Transparent Science

What does Transparent Science mean?

Scientific claims should be subject to scrutiny by other researchers and the public at large. An important requirement for such scrutiny is that researchers make their claims transparent in a way that other researchers are able to use easily available resources to form a complete understanding of the methods that were used by the original. In the social sciences, especially given the personal computing and Internet revolutions and the wide availability of data and processing power, it is essential that data, code, and analyses be transparent.

Christensen (2016, p. 5)

Difference Between Open Science and Transparent Science

While Open Science aims at making research outputs available to the public, Transparent Science‘s goal is to ensure that the results are reproducible. In other words, to be be open in a meaningful way and for achieving real openness of research data, science has to be transparent.
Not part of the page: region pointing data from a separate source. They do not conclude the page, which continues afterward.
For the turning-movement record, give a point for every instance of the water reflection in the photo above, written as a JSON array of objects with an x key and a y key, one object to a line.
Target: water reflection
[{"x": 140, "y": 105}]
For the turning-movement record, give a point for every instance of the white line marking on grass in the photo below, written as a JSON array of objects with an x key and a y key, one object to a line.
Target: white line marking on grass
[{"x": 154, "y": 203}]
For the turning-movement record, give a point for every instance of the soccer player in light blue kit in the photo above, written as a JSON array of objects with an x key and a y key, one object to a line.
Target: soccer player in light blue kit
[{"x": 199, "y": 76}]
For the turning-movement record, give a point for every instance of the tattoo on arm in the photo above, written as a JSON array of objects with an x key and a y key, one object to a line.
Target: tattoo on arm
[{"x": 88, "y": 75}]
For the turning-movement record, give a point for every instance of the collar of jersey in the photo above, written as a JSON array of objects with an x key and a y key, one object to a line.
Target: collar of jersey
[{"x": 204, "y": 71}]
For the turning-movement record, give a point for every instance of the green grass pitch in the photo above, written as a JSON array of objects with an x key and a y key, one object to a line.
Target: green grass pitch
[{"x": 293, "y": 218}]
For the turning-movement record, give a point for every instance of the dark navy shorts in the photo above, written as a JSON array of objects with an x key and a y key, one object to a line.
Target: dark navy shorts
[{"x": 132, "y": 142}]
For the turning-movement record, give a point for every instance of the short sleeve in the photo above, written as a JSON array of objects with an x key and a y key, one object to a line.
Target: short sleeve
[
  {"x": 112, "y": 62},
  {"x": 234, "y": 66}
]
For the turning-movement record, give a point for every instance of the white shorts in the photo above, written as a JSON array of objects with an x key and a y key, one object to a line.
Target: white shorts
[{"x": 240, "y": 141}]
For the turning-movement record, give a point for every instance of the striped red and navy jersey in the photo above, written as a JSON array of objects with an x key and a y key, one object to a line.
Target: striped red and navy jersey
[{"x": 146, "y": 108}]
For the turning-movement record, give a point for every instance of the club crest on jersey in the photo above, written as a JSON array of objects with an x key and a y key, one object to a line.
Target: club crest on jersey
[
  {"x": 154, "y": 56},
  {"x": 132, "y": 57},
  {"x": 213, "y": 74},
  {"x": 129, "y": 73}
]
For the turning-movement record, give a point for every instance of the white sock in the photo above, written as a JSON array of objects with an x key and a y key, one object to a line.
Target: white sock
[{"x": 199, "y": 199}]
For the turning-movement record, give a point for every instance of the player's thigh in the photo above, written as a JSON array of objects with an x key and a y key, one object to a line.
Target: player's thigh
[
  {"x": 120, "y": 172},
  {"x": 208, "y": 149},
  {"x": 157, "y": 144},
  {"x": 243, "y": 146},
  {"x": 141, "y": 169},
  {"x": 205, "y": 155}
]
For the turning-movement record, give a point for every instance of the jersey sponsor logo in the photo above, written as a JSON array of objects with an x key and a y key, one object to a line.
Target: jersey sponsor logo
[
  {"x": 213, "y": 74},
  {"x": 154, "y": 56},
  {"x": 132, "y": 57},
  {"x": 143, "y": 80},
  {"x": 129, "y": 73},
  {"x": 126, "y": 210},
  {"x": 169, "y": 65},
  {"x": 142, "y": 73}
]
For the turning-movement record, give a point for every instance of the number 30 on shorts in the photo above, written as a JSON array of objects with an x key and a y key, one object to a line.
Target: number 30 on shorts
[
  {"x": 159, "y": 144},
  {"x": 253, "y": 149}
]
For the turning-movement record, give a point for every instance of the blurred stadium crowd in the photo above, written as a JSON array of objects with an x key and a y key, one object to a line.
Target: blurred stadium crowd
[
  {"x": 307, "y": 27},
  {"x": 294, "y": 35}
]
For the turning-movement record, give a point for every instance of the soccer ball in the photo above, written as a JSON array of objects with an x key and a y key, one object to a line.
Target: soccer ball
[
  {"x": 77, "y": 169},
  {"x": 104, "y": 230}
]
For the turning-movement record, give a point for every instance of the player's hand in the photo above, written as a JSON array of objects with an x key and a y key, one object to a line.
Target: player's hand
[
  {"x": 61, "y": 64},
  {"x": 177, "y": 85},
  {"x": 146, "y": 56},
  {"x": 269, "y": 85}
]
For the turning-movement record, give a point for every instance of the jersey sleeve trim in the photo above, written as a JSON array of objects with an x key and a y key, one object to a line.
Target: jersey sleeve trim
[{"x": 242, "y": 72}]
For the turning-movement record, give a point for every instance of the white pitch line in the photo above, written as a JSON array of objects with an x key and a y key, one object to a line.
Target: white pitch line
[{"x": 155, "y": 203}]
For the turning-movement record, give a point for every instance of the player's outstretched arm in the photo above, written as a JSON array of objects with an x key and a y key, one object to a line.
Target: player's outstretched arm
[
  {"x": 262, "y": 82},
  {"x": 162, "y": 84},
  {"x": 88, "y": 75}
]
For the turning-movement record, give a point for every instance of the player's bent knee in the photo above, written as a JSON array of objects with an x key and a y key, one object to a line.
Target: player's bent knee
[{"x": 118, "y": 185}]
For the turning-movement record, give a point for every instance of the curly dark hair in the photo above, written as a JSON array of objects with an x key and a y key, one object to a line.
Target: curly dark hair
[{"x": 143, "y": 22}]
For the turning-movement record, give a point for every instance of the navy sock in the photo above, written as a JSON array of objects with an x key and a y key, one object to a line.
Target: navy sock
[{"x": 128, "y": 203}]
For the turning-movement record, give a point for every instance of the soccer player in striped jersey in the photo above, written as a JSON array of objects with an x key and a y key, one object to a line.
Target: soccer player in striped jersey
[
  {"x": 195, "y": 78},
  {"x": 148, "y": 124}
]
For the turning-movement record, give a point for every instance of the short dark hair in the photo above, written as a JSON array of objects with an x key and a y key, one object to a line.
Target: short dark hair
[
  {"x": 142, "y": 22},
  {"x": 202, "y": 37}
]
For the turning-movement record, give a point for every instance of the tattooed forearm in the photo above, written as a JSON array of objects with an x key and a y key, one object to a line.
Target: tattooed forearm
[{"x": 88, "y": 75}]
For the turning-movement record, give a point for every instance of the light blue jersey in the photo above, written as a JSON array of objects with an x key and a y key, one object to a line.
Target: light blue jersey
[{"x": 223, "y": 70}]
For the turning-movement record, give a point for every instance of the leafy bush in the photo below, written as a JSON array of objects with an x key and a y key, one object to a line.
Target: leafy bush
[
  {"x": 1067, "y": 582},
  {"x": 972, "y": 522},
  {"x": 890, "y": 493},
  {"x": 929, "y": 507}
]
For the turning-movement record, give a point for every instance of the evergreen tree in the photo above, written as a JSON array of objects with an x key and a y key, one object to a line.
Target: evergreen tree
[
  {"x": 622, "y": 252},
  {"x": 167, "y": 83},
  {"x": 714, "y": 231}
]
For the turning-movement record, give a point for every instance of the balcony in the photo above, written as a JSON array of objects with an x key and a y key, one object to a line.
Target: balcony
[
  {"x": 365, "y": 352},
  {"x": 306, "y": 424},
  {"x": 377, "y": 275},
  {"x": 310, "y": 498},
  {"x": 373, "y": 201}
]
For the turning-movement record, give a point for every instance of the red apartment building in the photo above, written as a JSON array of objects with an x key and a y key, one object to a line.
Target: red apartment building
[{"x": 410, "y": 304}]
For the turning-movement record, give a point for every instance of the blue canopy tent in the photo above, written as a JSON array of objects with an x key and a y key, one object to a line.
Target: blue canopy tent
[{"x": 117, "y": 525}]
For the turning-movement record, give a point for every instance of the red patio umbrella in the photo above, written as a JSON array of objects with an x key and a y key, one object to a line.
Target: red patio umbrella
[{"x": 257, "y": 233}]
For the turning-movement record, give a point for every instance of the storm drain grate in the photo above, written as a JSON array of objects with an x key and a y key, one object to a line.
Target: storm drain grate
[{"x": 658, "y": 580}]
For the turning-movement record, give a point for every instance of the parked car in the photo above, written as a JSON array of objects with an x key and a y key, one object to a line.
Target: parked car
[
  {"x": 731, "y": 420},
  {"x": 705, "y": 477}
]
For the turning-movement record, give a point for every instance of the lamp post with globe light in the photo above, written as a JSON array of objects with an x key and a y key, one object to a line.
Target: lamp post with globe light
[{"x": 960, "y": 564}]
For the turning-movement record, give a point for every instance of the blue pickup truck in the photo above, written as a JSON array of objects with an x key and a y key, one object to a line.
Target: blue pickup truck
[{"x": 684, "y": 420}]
Essentials of Transparent Science

  • Document your data collection and share your data (see also the knowledge base’s section on data sharing)
    • To ensure transparent science and comprehensible data you should document your data collection and analyses; this entails for example your hypotheses (which should be created before data collection!), research goals, research method, population, sample size and characteristics, power analysis results, data collection method, etc.
    • Reproducibility of your results will be strongly increased if data that is the foundation of the publication is shared
    • Note: If the data collection process itself is reproducible, the profit of providing data underlying your publication is small. Thus, data sharing may not be necessary in the following cases:
      • for secondary research: if only existing research data are used that can be retrieved with a persistent identifier
      • for simulation studies: if the data generating code is provided and the amount of generated data is too large to be efficiently shared
  • Always document the instruments and software you used for collecting and analyzing your data
    • You should always state which versions were used. Note that this documentation is inevitable if you want to ensure that other researchers can reproduce your results. For example in Mplus, the default option for the treatment of missing values changed between Version 6 and 6.1 (see Mplus Version History). As a consequence, researchers using version 6 or earlier will obtain different results if they execute the same code on exactly the same data.
      • For commercial statistical software, such as SPSS, documenting the version will be quite easy (assuming all calculations are carried out using the same SPSS version).
      • For R, the version of your R-installation and versions of all packages that are used has to be documented. You can simply execute the sessionInfo() command after all packages are loaded to generate this overview. Moreover, the package Packrat helps you managing these dependencies.
      • For Mplus the software version should be reported. Fortunately, your .out-file will include this documentation automatically.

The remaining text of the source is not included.